The Advisory Committee note [on the 1993 amendment to Rule 4(m)] provides some guidance as to what factors the district court should consider when deciding to exercise its discretion to extend time for service in the absence of a finding of good cause. Although the list is not exhaustive, the Committee explained that, "[r]elief may be justified, for example, if the applicable statute of limitations would bar the refiled action...
46 F.3d 1298, 1305 (3d Cir. 1995).
6. Under Petrucelli's first step, the Court agrees with Defendant that no good cause has been shown to extend Plaintiff's time to effectuate service, which means that an extension of time to serve is not mandatory under Rule 4(m). While the dismissal without prejudice of the instant Complaint would appear to make a refiling untimely, see infra, Defendant correctly notes that the mere fact of "the running of the statute of limitations does not require the district court to extend time for service of process." Id. at 1306. Moreover, "a pro se litigant's ignorance of the rules does not constitute good cause sufficient to excuse a failure to timely serve process." Thomas v. United States, No. 05-332, 2007 WL 3231786, at *4 (D.N.J. Oct. 30, 2007). Plaintiff having failed to demonstrate good cause for her failure to effectuate proper service upon Defendant, the Court is not obligated to "extend the time for service for an appropriate period" under Rule 4(m).

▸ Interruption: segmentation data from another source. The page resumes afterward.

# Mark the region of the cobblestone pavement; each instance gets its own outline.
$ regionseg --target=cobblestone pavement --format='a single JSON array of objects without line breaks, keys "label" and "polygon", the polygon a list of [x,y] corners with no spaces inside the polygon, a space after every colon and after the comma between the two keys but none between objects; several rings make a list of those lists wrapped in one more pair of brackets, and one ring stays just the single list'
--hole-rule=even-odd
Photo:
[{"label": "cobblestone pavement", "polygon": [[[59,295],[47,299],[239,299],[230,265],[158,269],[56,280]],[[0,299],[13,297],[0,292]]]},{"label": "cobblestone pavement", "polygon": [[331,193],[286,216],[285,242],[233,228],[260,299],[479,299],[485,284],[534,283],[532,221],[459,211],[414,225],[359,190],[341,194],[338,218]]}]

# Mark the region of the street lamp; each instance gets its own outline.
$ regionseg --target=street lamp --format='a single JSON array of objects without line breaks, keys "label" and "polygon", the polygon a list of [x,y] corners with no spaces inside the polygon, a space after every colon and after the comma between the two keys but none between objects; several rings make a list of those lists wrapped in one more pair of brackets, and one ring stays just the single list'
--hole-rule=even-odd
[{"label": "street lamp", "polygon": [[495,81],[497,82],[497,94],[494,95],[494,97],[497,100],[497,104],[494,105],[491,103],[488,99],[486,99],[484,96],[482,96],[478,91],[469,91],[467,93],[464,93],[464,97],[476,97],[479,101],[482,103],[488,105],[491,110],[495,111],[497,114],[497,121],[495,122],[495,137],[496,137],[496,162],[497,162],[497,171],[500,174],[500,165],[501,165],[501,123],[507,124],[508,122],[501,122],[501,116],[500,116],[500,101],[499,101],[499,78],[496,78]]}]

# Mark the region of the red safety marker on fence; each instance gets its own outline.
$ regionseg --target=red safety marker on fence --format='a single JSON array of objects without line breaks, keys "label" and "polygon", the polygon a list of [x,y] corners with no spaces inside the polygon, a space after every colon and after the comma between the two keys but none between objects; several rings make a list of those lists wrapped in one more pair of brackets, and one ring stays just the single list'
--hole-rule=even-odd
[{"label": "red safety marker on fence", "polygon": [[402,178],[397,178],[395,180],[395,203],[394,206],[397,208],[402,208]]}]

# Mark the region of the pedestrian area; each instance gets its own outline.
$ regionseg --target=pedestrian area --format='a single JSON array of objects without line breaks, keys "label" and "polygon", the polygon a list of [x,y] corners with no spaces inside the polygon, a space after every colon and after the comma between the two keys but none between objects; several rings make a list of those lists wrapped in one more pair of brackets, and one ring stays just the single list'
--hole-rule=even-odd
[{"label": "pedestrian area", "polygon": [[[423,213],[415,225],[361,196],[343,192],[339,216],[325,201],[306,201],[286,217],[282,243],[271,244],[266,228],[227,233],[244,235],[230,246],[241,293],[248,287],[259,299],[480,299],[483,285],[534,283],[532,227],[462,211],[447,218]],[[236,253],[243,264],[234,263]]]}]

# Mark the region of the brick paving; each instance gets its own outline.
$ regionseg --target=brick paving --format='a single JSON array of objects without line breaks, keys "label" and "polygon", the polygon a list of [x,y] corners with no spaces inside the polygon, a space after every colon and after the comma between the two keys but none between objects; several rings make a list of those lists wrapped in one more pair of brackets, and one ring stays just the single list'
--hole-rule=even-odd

7. The Court will nevertheless exercise its discretion and extend Plaintiff's time to effectuate proper service upon Defendant within ten days of the issuance of this Memorandum Opinion and the accompanying Order. As the Court recognized, supra, the EEOC notice of suit rights, which triggered Plaintiff's ninety-day window for filing suit over her Title VII claim, was issued on March 26, 2007, which would make any subsequent refiling of this action untimely. While the running of the statute of limitations does not automatically constitute good cause for an extension of time for service under Rule 4(m), the Court may take this factor into account in determining whether to exercise its discretion to authorize an extension of time to effectuate service. See Petrucelli, 46 F.3d at 1305. The Court also notes that although "[n]notice to a defendant that [it] has been sued does not cure defective service," Grand Entertainment Group, Ltd. v. Star Media Sales, Inc., 988 F.2d 476, 492 (3d Cir. 1993), the fact that Defendant herein has notice of the nature of Plaintiff's claims discounts any minimal risk of prejudice that might result from the limited extension of time to file that the Court has determined to authorize.
8. The Court accordingly finds that, while Plaintiff failed to serve Defendant within 120 days of filing this action, and while Plaintiff's ultimate effort at service was improper, a brief extension of time for Plaintiff to effectuate proper service upon Defendant is appropriate in this case. Plaintiff must serve Defendant within ten days of the entry of this Memorandum Opinion and the accompanying Order, and file an affidavit of service with the Clerk of Court, or the Court will, upon motion by Defendant or sua sponte,*fn2 dismiss the Complaint due to insufficient service of process. Defendant's motion to dismiss will thus be denied without prejudice to its right to renewal if Plaintiff fails to make proper service in accordance with Rule 4(h), Fed. R. Civ. P., and the directives set forth herein. The accompanying Order will be entered.